「帕克開始調查此案,該做的事,他都做了。去了營地,採訪了帶隊老師,詢問了鄰居和親戚,甚至和克莉絲汀的一些朋友交談——當然,他不得不把茉莉的父母關係牽扯進來,但有些人不願意說,而且——」
「我懂了。」喬治婭打斷他。「這裡是北岸。」
「對啊。總之,調查沒什麼進展;準確地說,調查還沒有真正開始就結束了,因為就在這時,孩子回來了!」
「太不可思議了!」
「無論誰綁架了她,他們想帶就帶走,想放就放,天經地義!」
「得了吧,丹,恐怕沒那麼簡單。」
「事情就是這樣。我們派人陪同克莉絲汀,連續七天24小時不間斷,監聽電話,檢視郵件,監控屋子。她去辦公室,也派人和她一起到了市區。那輛車就停在拐角處,孩子從車裡跳出來時,沒有人比我們更驚訝了!」
「什麼樣的車?電視裡沒有報道。
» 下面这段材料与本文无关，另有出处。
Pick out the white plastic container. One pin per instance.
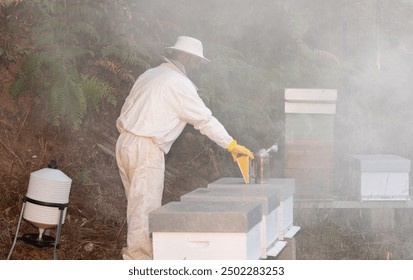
(46, 186)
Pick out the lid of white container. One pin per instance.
(51, 174)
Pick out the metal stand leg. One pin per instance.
(58, 234)
(17, 230)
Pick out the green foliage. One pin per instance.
(62, 43)
(241, 97)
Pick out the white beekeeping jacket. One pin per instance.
(162, 101)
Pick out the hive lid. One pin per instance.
(268, 198)
(310, 95)
(50, 174)
(284, 186)
(200, 216)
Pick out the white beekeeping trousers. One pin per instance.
(142, 167)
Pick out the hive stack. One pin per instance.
(309, 141)
(227, 220)
(379, 177)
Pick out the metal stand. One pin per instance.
(56, 242)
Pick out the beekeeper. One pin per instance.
(162, 101)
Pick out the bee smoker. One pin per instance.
(260, 165)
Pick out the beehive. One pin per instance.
(285, 188)
(380, 177)
(197, 230)
(309, 141)
(268, 198)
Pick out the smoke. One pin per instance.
(361, 48)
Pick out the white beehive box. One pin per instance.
(206, 230)
(268, 199)
(310, 101)
(285, 188)
(381, 176)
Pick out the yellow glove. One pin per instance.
(236, 149)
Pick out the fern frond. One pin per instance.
(96, 90)
(124, 56)
(116, 69)
(84, 28)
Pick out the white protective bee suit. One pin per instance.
(162, 101)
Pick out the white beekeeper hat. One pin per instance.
(189, 45)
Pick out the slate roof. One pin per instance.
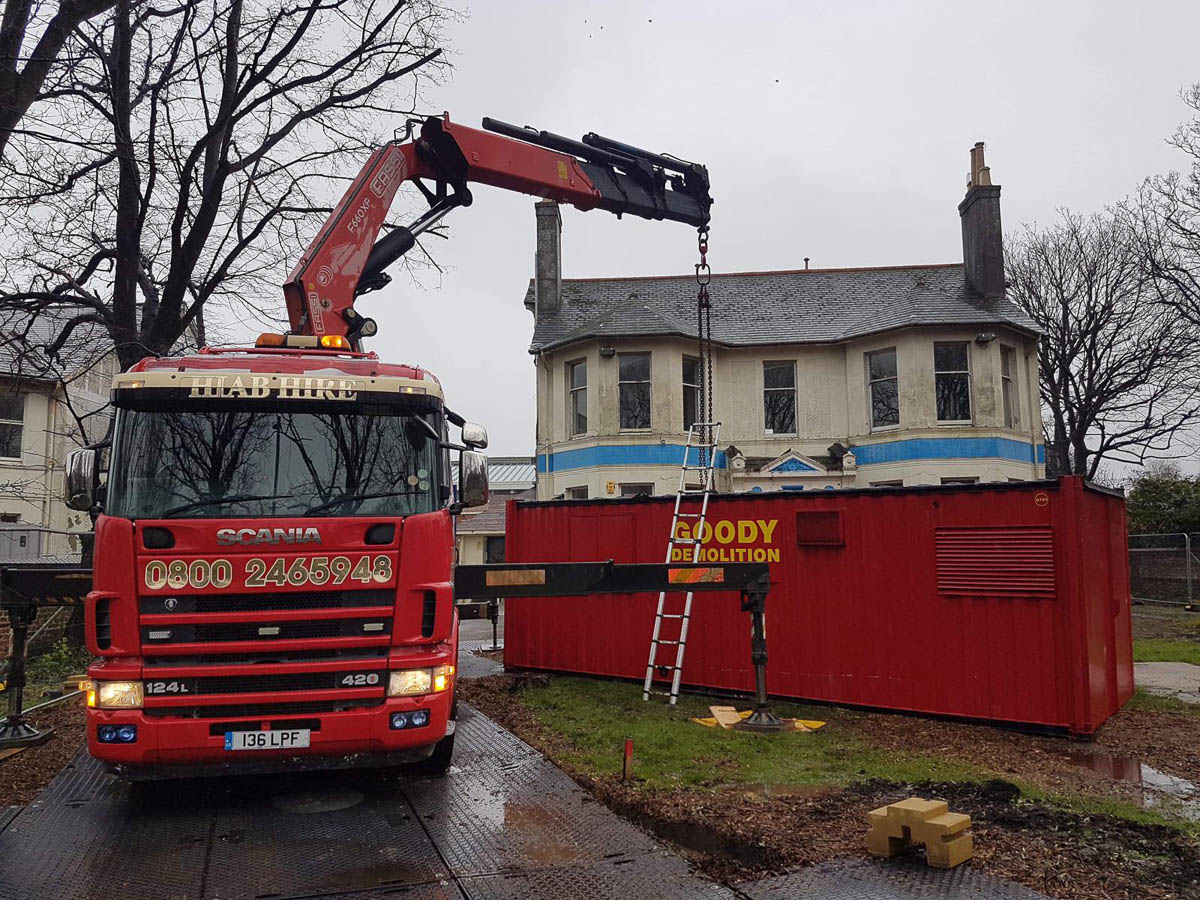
(507, 473)
(750, 309)
(490, 519)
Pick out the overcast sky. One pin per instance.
(832, 130)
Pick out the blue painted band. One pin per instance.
(621, 455)
(948, 449)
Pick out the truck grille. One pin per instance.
(255, 683)
(265, 655)
(225, 633)
(259, 603)
(238, 709)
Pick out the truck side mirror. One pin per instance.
(81, 479)
(472, 479)
(474, 436)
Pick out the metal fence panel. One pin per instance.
(25, 544)
(1163, 569)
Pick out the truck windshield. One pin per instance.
(207, 462)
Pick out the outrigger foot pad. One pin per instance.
(762, 721)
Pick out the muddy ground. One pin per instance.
(739, 832)
(24, 774)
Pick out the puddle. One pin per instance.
(539, 833)
(1174, 795)
(327, 799)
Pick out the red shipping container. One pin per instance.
(1006, 603)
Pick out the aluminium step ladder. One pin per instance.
(702, 441)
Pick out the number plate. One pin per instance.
(283, 739)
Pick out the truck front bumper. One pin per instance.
(181, 748)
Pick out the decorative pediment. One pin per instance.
(792, 462)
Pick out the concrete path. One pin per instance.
(1169, 679)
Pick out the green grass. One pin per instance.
(1098, 805)
(670, 751)
(48, 669)
(1153, 703)
(1159, 651)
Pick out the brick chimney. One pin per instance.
(983, 245)
(547, 262)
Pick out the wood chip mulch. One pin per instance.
(25, 774)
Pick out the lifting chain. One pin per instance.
(705, 336)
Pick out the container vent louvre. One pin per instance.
(996, 562)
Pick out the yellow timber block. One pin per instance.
(949, 853)
(893, 828)
(946, 825)
(916, 809)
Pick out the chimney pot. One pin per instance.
(547, 258)
(983, 245)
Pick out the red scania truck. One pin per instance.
(275, 534)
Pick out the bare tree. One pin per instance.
(1120, 371)
(1165, 216)
(192, 150)
(25, 60)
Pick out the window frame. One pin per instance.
(573, 394)
(490, 544)
(649, 391)
(793, 389)
(1009, 400)
(870, 388)
(693, 388)
(966, 347)
(19, 424)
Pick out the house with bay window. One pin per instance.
(47, 408)
(822, 378)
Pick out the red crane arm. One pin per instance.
(345, 258)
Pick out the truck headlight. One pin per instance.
(412, 682)
(115, 695)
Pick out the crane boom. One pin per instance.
(345, 259)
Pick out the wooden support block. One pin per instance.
(894, 828)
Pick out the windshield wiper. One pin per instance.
(352, 497)
(215, 501)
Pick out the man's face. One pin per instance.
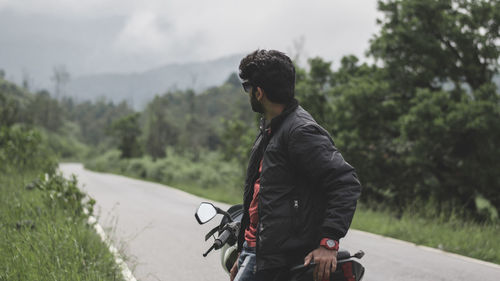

」
「我們再次詢問鄰居,有人站出來說話了,他們認為是一輛雷克薩斯。他媽的,他們還從未見過那麼大型的轎車!」
「我猜,一定沒有車牌號。」
「猜得對。」
喬治婭抿了口飲料。「的確蹊蹺。」
「你這話還真提醒了我。」
「你認為有人在幕後談判?」
「不是我們。」
「也許是這位母親本人在操縱一切。」
「如果是她,我們倒沒看出來。不管哪種情況,我們都無事可做;也沒有那樣的法律阻止她營救孩子。」
「也許從一開始就不是綁架,可能是前夫把孩子接過去玩,玩得太久了。」
「我看不是,他的行蹤都說得清楚。白天上班,一整晚都待在女朋友家裡。」
「女朋友?」
「有很多人為他作證。」
「你認為是這位母親導演了這場戲?」
「我不知道她怎麼做到的,也看不出她居心何在。」
「孟喬森氏症?」她問道。孟喬森代理綜合症,就是母親捏造孩子得了疾病,想象孩子有這樣那樣的症狀,對其悉心照顧。這種對待孩子的方式,有時後果是致命的。「這次,很可能就是這種心理疾病的另一種表現方式。」
奧馬利搖搖頭:「沒有證據。」
「也不一定要有證據。」喬治婭說,「有人問過孩子嗎?誰綁架了她?綁匪對她咋樣?」
「帕克試過,但是當媽的不讓我們和孩子交談,她說孩子已經受到太多的創傷。我們還會關注這事。」
喬治婭一根手指在杯沿滑來滑去。「你說派了人跟她到了市區?」
「對。」
「什麼時候的事?」
「週三上午,下午孩子就回來了。」
「孩子下落不明,她還去市區?你瞧這位當媽的,人人心急火燎,她還有心思去上班?為什麼不在家死等電話?」
「她說要去拿幾樣東西,茉莉的照片,她的電腦。孩子被綁架時,她忘了拿走。」
「要是我的女兒被綁架,生死未卜,我才沒那功夫去辦公室拿什麼鬼東西!」
奧馬利聳聳肩。「帕克說,我們會去幫她拿,但是……」
「他倒是很會說服人。」喬治婭皺了皺眉。「那天下午,茉莉就被放回家了。」她瞪著奧馬利。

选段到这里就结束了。